会议中心的冷气开得足,大理石地面光可鉴人,映出匆匆移动的深色鞋履与裙摆。
丁程鑫靠着香槟塔旁的大理石柱,指腹无意识摩挲着冰凉的水晶杯脚。杯子里琥珀色的酒液微微晃动,折射着穹顶巨型水晶灯冷冽的光。空气里浮动着千篇一律的信息素气味,昂贵、克制、经过精心修饰,混着香槟的微酸和若有若无的花香,像一层密不透风的网,将他罩在这衣香鬓影的虚假繁荣里。他有些意兴阑珊,目光投向落地窗外沉沉的夜色,盘算着再待够十分钟,就找个借口离开。

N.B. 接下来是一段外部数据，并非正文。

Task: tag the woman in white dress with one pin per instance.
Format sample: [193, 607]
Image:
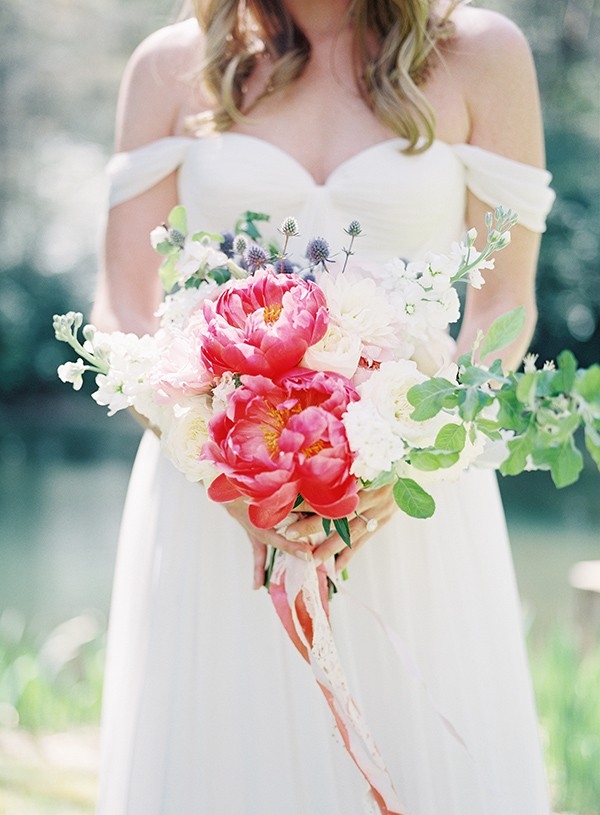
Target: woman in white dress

衣袋里的手机震了一下,助理发来简短提醒:星源集团的张总到了。
他收回视线,没什么波澜。星源是新锐,势头猛,但还不够格让他多费心思。直到入口处传来一阵克制的骚动,几个相熟的面孔都朝那个方向举了举杯。
丁程鑫也顺势望过去。
然后,他的世界在万分之一秒内,被一种极其蛮横、不容置疑的力量,彻底击穿。
那个身影穿着一身剪裁精良的烟灰色西装,比三年前更清瘦了些,骨架却舒展开了,像一株经历过风雪的青竹,清冽而挺拔。他正微微侧头,听身旁一位头发花白的董事说着什么,唇角抿着恰到好处的、温润又疏离的弧度。
张真源。
丁程鑫的呼吸骤然停止,指尖猛地一紧,水晶杯脚发出一声不堪重负的、细微的“咔嚓”声。他竟真的来了。不是幻觉,不是午夜梦回时烧心的残影。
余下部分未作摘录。